1. HTTP Request Retries (using `curl`)

When making web requests, retries are essential for dealing with network flakiness or server-side issues. curl has built-in retry options.

#!/bin/bash

URL="https://example.com/api/data"

echo "Attempting to fetch data from $URL with retries..."

# -f/--fail: Fail silently (don't output HTML on HTTP errors)
# --retry <num>: Retry up to <num> times
# --retry-delay <seconds>: Wait <seconds> between retries
# --retry-max-time <seconds>: Total time for retries
if curl -f --retry 5 --retry-delay 2 --retry-max-time 30 "$URL" -o data.json; then
  echo "Data fetched successfully and saved to data.json"
else
  echo "Failed to fetch data from $URL after multiple attempts."
  exit 1
fi

For more curl options, consult the curl man page.

2. Database Connection Retries

Connecting to a database often requires retries, especially during application startup or after a database restart.

#!/bin/bash

DB_HOST="localhost"
DB_PORT="5432" # Example for PostgreSQL
MAX_TRIES=10
DELAY=3

echo "Waiting for database on $DB_HOST:$DB_PORT to become available..."

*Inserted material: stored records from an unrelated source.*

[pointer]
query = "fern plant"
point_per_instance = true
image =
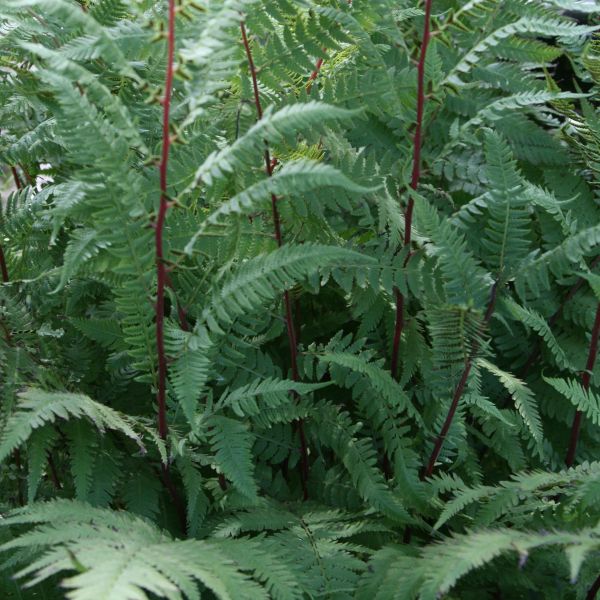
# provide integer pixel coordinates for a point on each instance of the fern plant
(299, 299)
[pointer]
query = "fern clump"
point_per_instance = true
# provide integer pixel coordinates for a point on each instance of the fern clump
(299, 299)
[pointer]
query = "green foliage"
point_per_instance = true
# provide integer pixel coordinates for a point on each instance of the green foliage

for i in $(seq 1 $MAX_TRIES); do
  # nc -z: zero-I/O mode, just scan for listening daemons
  # -w 1: timeout for connection in 1 second
  if nc -z -w 1 "$DB_HOST" "$DB_PORT"; then
    echo "Database is available."
    exit 0
  fi
  echo "Attempt $i/$MAX_TRIES: Database not yet available. Retrying in $DELAY seconds..."
  sleep "$DELAY"
done

echo "Error: Database on $DB_HOST:$DB_PORT did not become available after $MAX_TRIES attempts."
exit 1

Key Parameters for Retry Logic

Parameter	Description	Common Values
Max Attempts	The maximum number of times to reattempt an operation.	3, 5, 10
Retry Delay	The fixed time to wait between retry attempts.	1s, 5s, 10s
Backoff Factor	Multiplier for increasing delay in exponential backoff.	2 (doubles delay)
Max Delay	Upper limit for the delay between retries (with backoff).	60s, 300s
Timeout	Total time duration allowed for all retry attempts to complete.	30s, 120s, 300s

By carefully combining these strategies, you can make your shell scripts exceptionally resilient to transient failures, leading to more stable and reliable automated processes.